Die Sagengestalten am Goldberg und im Gailtal

Die Sagengestalten am Goldberg und im Gailtal



Das bäuerliche Haus und seine Wiesen und Wälder sind voll wunderbarer, geheimnisvoller Wesen. Auf der Jaukenalm wohnen die herrlich schönen, gutherzigen Saligenfrauen. Sie fliegen mit den Nebelschleiern und wann immer sie den Menschen begegnen, bringen sie Glück und Segen ins Haus. Wenn gar ein Bauernbursch eine Salige als Frau gewinnen kann, ist dem Haus Lachen, Friede und Gesundheit beschert. Aber wehe der Bursch befragt seine Frau nach ihrer geheimnisvollen Herkunft! Dann verlässt sie unter Tränen das Haus. Unsichtbar behütet sie ihre geliebten Kinder und den traurigen Gemahl, bis dieser wiederum heiratet.

In den Ritzen von altem Holz wohnen die guten Geister eines Bauernhauses, die braven Bergmandln. Sie sind daumengroß, mit Zauberkräften begabt und einem Hütl auf dem Kopf, das sie für Menschen unsichtbar macht. Sie helfen den Bauern bei der Wirtschaft und vertreiben den bösen Schratl, der sich auf die Brust der Leute setzt und sie sorgenvoll, krank und böse macht.
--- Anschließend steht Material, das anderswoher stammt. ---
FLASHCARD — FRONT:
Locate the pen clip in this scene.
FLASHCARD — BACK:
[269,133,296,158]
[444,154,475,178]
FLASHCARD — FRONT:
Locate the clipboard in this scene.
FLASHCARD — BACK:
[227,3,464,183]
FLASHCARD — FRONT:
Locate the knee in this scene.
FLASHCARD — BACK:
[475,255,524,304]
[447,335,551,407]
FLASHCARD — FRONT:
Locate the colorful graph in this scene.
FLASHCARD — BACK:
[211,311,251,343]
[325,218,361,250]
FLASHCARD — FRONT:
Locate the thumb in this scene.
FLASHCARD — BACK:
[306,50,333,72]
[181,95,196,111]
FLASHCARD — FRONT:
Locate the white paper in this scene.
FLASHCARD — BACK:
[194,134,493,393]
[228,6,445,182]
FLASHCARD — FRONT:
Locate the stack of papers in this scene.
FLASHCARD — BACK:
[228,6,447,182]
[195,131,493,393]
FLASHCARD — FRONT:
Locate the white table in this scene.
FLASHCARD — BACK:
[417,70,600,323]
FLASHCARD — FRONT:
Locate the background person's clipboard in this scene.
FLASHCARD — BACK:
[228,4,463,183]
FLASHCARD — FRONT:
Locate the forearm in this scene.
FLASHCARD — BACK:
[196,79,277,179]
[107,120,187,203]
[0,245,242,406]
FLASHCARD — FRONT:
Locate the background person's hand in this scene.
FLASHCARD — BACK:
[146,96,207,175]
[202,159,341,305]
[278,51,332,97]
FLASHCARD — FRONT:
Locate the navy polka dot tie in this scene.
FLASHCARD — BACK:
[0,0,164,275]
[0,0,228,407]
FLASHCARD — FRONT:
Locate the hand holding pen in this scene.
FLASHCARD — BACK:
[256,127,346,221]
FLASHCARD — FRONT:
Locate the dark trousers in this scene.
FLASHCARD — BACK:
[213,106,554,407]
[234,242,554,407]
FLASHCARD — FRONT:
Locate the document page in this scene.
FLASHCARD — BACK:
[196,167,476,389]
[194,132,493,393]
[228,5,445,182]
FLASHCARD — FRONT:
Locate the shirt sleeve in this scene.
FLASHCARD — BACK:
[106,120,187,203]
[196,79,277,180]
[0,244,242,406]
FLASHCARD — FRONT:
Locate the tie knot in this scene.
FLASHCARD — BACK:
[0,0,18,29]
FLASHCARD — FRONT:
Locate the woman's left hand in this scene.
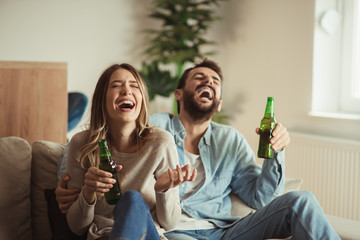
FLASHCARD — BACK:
[154,164,197,192]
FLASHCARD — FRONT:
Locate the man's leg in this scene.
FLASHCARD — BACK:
[110,191,160,240]
[164,228,225,240]
[224,191,340,240]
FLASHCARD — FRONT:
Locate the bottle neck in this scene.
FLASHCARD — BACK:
[264,99,274,118]
[99,141,111,158]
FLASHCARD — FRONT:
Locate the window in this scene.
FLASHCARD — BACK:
[312,0,360,119]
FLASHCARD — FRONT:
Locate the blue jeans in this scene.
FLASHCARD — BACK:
[165,191,340,240]
[110,191,160,240]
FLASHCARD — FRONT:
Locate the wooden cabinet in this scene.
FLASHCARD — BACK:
[0,61,68,144]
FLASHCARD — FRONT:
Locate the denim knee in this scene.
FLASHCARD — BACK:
[283,191,319,208]
[115,190,148,211]
[121,190,143,201]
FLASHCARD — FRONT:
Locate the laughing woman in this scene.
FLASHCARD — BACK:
[67,64,194,240]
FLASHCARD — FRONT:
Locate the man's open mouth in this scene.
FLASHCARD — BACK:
[198,87,214,100]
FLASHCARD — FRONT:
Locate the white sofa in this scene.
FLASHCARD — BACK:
[0,137,360,240]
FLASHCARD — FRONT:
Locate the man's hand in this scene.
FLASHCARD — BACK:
[256,123,290,151]
[55,173,80,213]
[154,164,197,192]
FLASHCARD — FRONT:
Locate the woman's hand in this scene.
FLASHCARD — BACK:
[83,165,122,204]
[154,164,197,192]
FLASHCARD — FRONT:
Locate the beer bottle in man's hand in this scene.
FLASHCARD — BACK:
[99,139,122,205]
[258,97,276,158]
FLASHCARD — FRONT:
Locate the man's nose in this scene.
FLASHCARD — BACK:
[205,76,214,85]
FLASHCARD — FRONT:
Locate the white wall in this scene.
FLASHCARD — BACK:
[0,0,360,149]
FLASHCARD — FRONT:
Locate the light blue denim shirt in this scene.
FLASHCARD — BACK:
[150,113,285,227]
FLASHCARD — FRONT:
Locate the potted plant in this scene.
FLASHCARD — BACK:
[140,0,225,123]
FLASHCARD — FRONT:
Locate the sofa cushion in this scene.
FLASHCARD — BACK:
[31,140,65,240]
[0,137,31,239]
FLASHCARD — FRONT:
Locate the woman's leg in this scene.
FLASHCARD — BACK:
[110,191,160,240]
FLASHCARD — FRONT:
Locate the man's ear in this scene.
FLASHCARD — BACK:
[175,89,182,101]
[216,99,222,112]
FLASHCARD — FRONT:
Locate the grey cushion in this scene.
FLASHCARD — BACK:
[0,137,31,240]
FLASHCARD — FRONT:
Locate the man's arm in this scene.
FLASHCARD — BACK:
[231,123,290,209]
[55,173,80,214]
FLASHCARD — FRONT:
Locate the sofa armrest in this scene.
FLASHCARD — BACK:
[31,140,65,240]
[0,137,31,240]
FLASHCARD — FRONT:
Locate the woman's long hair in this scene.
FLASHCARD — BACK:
[80,63,150,168]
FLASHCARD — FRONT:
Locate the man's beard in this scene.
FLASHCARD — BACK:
[183,89,220,122]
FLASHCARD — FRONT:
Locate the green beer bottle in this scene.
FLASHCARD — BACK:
[258,97,276,158]
[99,139,122,205]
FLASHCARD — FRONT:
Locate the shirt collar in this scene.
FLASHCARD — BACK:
[172,115,213,146]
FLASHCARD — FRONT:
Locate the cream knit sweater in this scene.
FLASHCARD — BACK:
[67,128,181,239]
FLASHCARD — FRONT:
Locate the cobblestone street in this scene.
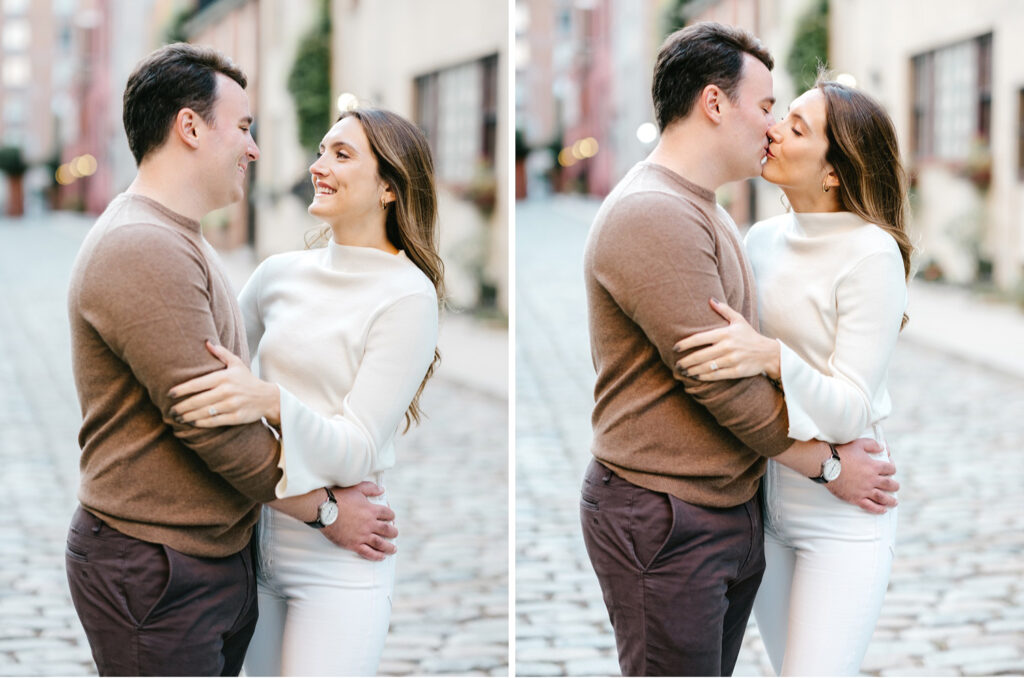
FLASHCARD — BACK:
[515,198,1024,676]
[0,215,509,675]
Die Bergmandln besuchen einander gern und wenn sie einmal weiter weg in ein anderes Tal reisen, mogeln sie sich in eine Wurst, die die Bäuerin gerade macht und an Verwandte oder Bekannte verschickt. Auf diese Weise kommen die Mandln an ihr erwünschtes Ziel.

Dem Mandl vom Wieserberg bei Grafendorf im Gailtal hat vor langer Zeit eine freche Bauerndirn das Hütl gestohlen. Um sich den Schweiß von der Stirn zu wischen, hatte es das Hütl abgenommen und war derweil für die Dirn sichtbar gewesen. Ohne sein Hütl konnte sich das arme Mandl nur mehr angstvoll vor den Menschen verbergen, die so ein Mandl gern eingefangen hätten. Die Großmutter von Frau Oberhofer hat das Hütl im Wieser Kirchl, der ältesten christlichen Kirche des Gail- und Lesachtales noch gesehen. Jahrzehnte später war das Hütl aus der Kirche verschwunden. Das Mandl vom Wieserberg wird es Gott sei Dank wohl wieder auf dem Kopf tragen.

Am Reißkofel wohnt der Riese, der hinter den Saligen her ist. Noch hat er sie nie erwischt, aber er will nicht aufhören ihnen nachzustellen. Alle Wesen sind in heller Aufregung und warnen einander, wenn der Riese sich nähert. Die guten Geister sind aber immer stärker. Denn das Gailtal ist ein liebliches Tal und seine Bewohner fröhliche, freundliche Menschen, die viele schöne Lieder haben, die sie vier- und fünfstimmig singen.